Today we only show what /api/blast/databases returns, so the operator cannot discover that, e.g., refseq_rna is a thing NCBI exposes.

User-facing change

  • The Standard / rRNA·ITS / Genomic+transcript tabs now show the full NCBI reference catalogue alongside what is actually downloaded.
  • The tab badge reads "<downloaded> /+<catalogue>" — e.g. the Standard tab on a fresh cluster shows 2 /+11, meaning the operator has two databases in storage and eleven more they could choose to add. The +N portion is grey so the eye still anchors on the downloaded count.
  • The dropdown now uses two <optgroup>s: In storage (ready) lists the immediately submittable databases (unchanged behaviour); Available from NCBI (not downloaded yet) lists the catalogue gap as disabled options so the operator can read the canonical NCBI labels, sizes and short descriptions without being able to submit against a database that is not yet downloaded.
  • A small "Add one from the Dashboard Storage card" hint sits below the dropdown whenever the catalogue gap is non-empty, linking to / (the Storage card already drives the actual download).
  • The categorisation regex has been tightened so refseq_* databases now surface under Standard databases (matching NCBI), and the new wgs/tsa/est/refseq_genomes/refseq_reference_genomes entries surface under Genomic + transcript.

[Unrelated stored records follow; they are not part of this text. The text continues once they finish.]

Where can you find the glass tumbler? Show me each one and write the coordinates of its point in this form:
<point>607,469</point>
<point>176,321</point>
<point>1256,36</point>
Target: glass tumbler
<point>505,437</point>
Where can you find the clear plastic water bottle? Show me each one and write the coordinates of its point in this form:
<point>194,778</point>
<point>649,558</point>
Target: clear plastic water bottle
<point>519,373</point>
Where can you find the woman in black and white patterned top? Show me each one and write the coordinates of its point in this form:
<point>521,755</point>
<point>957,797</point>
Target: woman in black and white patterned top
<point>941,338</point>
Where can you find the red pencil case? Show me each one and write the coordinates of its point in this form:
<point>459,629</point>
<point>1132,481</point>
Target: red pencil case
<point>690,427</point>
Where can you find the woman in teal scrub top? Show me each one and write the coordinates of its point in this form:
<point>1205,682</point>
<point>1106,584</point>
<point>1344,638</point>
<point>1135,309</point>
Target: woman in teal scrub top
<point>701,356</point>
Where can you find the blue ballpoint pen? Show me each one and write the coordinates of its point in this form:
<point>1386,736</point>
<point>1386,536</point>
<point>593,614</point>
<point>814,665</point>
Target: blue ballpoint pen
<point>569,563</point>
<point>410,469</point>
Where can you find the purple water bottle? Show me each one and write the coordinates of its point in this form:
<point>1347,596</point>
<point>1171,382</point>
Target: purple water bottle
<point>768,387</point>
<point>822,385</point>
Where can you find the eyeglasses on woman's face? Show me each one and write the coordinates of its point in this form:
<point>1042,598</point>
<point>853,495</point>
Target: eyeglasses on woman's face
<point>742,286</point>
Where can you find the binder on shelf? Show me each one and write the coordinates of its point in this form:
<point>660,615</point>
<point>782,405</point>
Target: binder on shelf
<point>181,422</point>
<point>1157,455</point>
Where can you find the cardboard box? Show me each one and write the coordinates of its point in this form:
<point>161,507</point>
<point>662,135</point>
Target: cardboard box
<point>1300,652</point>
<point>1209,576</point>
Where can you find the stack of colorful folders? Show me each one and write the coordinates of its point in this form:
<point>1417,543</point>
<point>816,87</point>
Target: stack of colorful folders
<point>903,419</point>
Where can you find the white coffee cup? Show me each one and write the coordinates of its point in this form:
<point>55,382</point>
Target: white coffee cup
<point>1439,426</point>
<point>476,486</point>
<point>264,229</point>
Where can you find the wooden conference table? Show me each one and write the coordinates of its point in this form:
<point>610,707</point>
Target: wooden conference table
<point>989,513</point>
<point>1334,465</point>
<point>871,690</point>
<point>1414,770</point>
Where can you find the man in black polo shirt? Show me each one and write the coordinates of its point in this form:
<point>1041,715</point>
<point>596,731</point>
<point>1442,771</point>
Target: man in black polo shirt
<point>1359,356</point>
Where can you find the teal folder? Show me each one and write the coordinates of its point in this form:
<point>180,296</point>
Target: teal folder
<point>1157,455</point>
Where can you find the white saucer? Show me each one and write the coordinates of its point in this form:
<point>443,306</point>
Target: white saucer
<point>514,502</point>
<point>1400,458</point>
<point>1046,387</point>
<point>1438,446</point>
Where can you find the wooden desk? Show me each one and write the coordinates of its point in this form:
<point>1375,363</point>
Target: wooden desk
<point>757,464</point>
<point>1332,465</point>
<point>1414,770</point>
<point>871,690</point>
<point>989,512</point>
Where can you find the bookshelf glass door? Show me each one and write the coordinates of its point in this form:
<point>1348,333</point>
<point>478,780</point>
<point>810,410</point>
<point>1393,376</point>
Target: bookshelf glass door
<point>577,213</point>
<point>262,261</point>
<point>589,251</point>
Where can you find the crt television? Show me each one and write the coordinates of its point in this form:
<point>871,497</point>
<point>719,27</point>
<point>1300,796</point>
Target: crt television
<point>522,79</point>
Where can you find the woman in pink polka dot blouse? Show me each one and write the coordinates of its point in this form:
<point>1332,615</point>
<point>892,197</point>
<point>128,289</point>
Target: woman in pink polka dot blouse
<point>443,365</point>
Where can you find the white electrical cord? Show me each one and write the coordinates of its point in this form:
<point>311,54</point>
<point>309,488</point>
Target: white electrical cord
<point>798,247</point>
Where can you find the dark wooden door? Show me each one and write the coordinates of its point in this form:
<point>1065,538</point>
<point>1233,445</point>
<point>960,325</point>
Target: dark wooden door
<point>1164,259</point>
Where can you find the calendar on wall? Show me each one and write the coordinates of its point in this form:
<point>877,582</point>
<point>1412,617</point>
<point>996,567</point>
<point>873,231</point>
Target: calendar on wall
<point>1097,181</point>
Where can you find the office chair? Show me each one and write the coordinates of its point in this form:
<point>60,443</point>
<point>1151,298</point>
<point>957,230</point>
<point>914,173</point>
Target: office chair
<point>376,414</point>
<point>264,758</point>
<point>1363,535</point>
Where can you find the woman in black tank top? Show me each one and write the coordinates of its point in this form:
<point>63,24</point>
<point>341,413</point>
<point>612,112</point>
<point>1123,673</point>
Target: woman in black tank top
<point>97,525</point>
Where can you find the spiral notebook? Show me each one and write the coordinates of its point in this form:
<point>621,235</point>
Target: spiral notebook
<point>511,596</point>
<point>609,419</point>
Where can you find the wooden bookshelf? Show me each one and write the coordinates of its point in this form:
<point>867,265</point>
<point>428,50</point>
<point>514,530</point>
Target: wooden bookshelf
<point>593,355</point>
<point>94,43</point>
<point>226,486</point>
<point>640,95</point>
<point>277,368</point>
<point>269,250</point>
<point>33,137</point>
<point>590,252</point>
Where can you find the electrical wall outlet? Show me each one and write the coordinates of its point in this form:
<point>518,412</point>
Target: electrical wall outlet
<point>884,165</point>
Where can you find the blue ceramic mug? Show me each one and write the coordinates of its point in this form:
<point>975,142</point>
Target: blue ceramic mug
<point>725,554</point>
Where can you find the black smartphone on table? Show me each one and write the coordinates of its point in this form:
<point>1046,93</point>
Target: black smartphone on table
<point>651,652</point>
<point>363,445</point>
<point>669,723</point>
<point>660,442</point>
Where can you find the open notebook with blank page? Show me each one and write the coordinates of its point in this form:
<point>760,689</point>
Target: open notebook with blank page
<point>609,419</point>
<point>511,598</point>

No backend or infra changes — the catalogue is the existing DB_CATALOG in web/src/components/cards/storageDbCatalog.ts, extended with NCBI's standard nucleotide list.

Diff summary

  • web/src/components/cards/storageDbCatalog.ts
  • +14 catalogue entries: refseq_select, refseq_rna, refseq_reference_genomes, refseq_genomes, wgs, est, sra, tsa, tls, htgs, pat, RefSeq_Gene, gss, dbsts, pdb, 28S_fungal_sequences. Sizes are NCBI's 2026 published figures, rounded conservatively (they only drive the download UX).
  • web/src/pages/blastSubmit/DatabaseSection.tsx
  • databaseCategoryByName(name, source) extracted so it can classify both downloaded BlastDatabase records and catalogue strings.
  • notDownloadedCatalogue(category, downloaded, programType) filters DB_CATALOG by category + nucleotide/protein type and drops anything already in storage.
  • Per-tab badge now shows downloaded + faded catalogue count, with a descriptive title tooltip.
  • Dropdown re-rendered with <optgroup>s for "in storage" and "available from NCBI" (the latter disabled).
  • Helper hint with a Download icon links to / when the catalogue gap is non-empty.
  • web/src/theme/glass.css
  • .blast-search-set-tab__hint (faded +N count beside the badge).
  • .blast-db-add-hint (dashed accent-tinted helper banner under the dropdown).

Validation

  • cd web && npx tsc --noEmit → clean.
  • cd web && npx eslint --max-warnings 0 src/pages/blastSubmit/DatabaseSection.tsx src/components/cards/storageDbCatalog.ts → clean.
  • cd web && npm run build → built in ~8 s.
  • cd web && npx vitest run → 19 files, 185 tests passed.
  • Manual (Playwright + screenshot): Standard tab now shows 2 /+11, the dropdown lists core_nt and elb_compare_tiny under "In storage" and eleven NCBI databases under "Available from NCBI" (each suffixed with — Not downloaded). Helper hint reads "11 more NCBI nucleotide databases are listed above as reference. Add one from the Dashboard Storage card to make it submittable."

Out of scope

  • Auto-triggering downloads from the submit page. The Storage card already owns the download flow and the catalogue size estimates here intentionally route the operator through that flow.
  • Protein-side catalogue beyond pdb (the NCBI screenshot the user referenced was the nucleotide tab).